Non-ATG-Initiated Translation Products Do Not Contribute to Toxicity of expATXN2-AS in SK-N-MC Cells
The ATXN2-AS-(CTG)n construct naturally lacks ATG start codons from 5′ to the repeat. However, in the absence of an ATG start codon, an expanded repeat can be translated by non–ATG-initiated (RAN) translation.32 To confirm that neurotoxicity of expATXN2-AS is derived from the transcript itself, ATXN2-AS-(CTG)n fragments were cloned into a previously described 3-tagged vector (Fig 7A), so that translation from any of the 3 open reading frames (ORFs) across the repeat is readily detectable.32 Western blot analysis confirmed that no RAN products from ATXN2-AS fragment are translated in the SK-N-MC cells that overexpress these constructs (see Fig 7B–D). This supports the idea that the toxicity detected following overexpression of ATXN2-AS-(CUG)44 and ATXN2-AS-(CUG)32M transcripts is solely triggered by toxic RNA and does not involve a contributory toxicity of noncanonically translated proteins in our cell model. However, we cannot exclude the possibility that, in other cell types and in the context of full-length ATXN2-AS in SCA2 brains, such noncanonical proteins are translated from ATXN2-AS and trigger an additional mechanism of neurotoxicity in SCA2.

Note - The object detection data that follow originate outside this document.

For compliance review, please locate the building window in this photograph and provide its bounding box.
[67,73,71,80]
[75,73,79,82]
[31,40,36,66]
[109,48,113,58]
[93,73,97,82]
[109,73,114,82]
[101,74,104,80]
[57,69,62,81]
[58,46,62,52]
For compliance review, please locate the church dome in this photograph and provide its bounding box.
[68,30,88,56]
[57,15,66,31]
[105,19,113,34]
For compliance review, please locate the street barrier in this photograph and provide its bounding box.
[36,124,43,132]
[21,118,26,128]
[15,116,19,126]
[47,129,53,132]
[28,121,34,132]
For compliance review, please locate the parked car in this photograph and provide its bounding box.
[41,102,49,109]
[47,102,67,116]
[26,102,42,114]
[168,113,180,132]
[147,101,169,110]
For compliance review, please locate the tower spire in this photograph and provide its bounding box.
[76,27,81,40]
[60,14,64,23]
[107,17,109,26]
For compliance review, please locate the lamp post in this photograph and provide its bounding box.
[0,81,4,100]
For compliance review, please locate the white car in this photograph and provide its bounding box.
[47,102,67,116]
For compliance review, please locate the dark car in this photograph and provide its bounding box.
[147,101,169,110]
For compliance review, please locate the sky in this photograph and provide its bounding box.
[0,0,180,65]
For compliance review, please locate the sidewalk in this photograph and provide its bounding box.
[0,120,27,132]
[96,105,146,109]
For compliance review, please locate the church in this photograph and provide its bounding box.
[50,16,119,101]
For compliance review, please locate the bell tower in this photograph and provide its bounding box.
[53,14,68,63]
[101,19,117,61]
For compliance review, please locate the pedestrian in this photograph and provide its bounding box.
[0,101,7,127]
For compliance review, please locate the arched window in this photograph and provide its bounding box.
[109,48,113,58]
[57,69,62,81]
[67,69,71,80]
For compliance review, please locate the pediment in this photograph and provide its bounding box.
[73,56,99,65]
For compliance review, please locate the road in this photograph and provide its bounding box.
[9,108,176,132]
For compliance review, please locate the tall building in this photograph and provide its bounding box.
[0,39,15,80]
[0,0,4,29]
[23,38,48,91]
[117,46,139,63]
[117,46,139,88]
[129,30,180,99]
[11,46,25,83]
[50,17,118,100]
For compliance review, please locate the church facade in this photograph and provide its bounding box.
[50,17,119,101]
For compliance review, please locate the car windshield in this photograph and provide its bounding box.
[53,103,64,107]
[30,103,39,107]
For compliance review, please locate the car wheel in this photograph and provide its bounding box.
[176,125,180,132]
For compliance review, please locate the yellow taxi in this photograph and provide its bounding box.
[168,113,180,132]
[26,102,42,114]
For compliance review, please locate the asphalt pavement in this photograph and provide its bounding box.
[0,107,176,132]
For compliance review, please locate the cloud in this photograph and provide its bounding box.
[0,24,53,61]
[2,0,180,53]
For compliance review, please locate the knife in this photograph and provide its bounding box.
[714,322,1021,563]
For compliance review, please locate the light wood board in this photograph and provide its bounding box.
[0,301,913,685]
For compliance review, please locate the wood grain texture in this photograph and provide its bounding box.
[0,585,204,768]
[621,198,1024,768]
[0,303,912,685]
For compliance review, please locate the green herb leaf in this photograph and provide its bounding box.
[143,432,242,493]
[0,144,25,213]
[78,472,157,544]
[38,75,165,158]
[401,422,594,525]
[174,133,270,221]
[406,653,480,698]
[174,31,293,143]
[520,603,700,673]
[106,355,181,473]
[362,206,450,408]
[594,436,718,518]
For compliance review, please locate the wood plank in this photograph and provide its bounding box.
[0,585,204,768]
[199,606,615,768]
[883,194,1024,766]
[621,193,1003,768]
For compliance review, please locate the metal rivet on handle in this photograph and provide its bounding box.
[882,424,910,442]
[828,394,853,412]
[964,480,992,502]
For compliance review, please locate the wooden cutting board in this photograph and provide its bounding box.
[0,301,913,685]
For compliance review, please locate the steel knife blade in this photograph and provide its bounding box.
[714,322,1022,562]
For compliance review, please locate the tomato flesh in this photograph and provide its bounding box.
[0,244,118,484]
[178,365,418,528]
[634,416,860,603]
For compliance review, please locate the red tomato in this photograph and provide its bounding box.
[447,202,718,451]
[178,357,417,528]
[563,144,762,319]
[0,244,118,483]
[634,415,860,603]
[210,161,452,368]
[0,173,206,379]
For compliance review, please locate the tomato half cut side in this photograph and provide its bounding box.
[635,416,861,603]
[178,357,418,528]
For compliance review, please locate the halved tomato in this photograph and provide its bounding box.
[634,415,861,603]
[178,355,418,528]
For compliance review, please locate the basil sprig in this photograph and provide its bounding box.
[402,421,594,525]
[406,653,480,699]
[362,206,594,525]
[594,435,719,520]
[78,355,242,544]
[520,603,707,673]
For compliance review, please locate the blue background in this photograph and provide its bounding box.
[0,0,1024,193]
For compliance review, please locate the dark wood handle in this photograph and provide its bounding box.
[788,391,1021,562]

CUG RNA Foci and Splicing Abnormalities in SCA2 Patient Brains
In DM1, HDL2, and SCA8, expanded CUG repeat-containing transcripts aggregate into RNA foci.29,30,36 Although CUG RNA foci were not formed in SK-N-MC neuroblastoma cells transfected with control vector or ATXN2-AS-(CTG)22, using FISH with a CAG riboprobe, we detected CUG RNA aggregates in SK-N-MC neuroblastoma cells transfected with ATXN2-AS-(CTG)44or -(CTG)32M (Fig 8). The expATXN2-AS foci were resistant to DNase treatment, but susceptible to RNase treatment. Of the 5 human postmortem SCA2 brains available for this study, CUG RNA foci were detected in approximately 2% of cerebellar Purkinje cells in 2 brains that had 41 and 44 triplets, respectively, for the expanded alleles. In addition, CUG RNA foci were also detected in cerebellar Purkinje cells of BAC-SCA2 Q72 mice.17 In DM1 and HDL2 brains, the splicing factor MBNL1 localizes to CUG RNA foci, leading to missplicing of a set of MBNL1-regulated genes, including APP and NMDA-R1.29,30 Similarly, although exogenously expressed GFP-MBNL1 is diffusely localized to the nuclei of SK-N-MC neuroblastoma cells transfected with ATXN2-AS-(CTG)22, GFP-MBNL1 is colocalized with RNA foci containing expATXN2-AS in SK-N-MC cells. Finally, consistent with the possibility that sequestration of MBNL1 into expATXN2-AS foci may trigger missplicing in SCA2, we found that APP exon 7 and NMDA-R1 exon 5 were abnormally spliced in human postmortem SCA2 cerebella, compared with the controls (see Fig 6). As quantified in Figure 6B and C, SCA2 is associated with an increase in APP exon 7 inclusion, as well as a decrease in NMDA-R1 exon 5 inclusion, which resembles the pattern of missplicing in Alzheimer disease (AD).42,43 In addition, although APP exon 7 inclusion is similar in a control and an SCA2 iPSC line, following differentiation exon 7 inclusion decreases in control NSCs, but remains unchanged in SCA2 NSCs.
Discussion
We demonstrate that both normal and expanded CUG repeat-containing ATXN2-AS transcripts are expressed in human postmortem SCA2 brains, SCA2 fibroblasts, SCA2 iPSCs and NSCs, and a BAC-SCA2 mouse model,17 as well as in ALS lymphoblastoid cell lines carrying an intermediate length expansion in ATXN2. Nontranslatable expATXN2-AS with a CUG repeat size in the typical range for adult onset SCA2 and ALS is toxic to neuronal-like SK-N-MC neuroblastoma cells. Furthermore, we show that the expATXN2-AS transcripts form foci that sequester the splicing factor MBNL1. Finally, APP exon 7 and NMDA-R1 exon 5 are abnormally spliced in SCA2, similar to abnormalities observed in AD. We conclude that the expATXN2-AS transcripts may play an important role in the pathogenesis of SCA2, as well as ALS.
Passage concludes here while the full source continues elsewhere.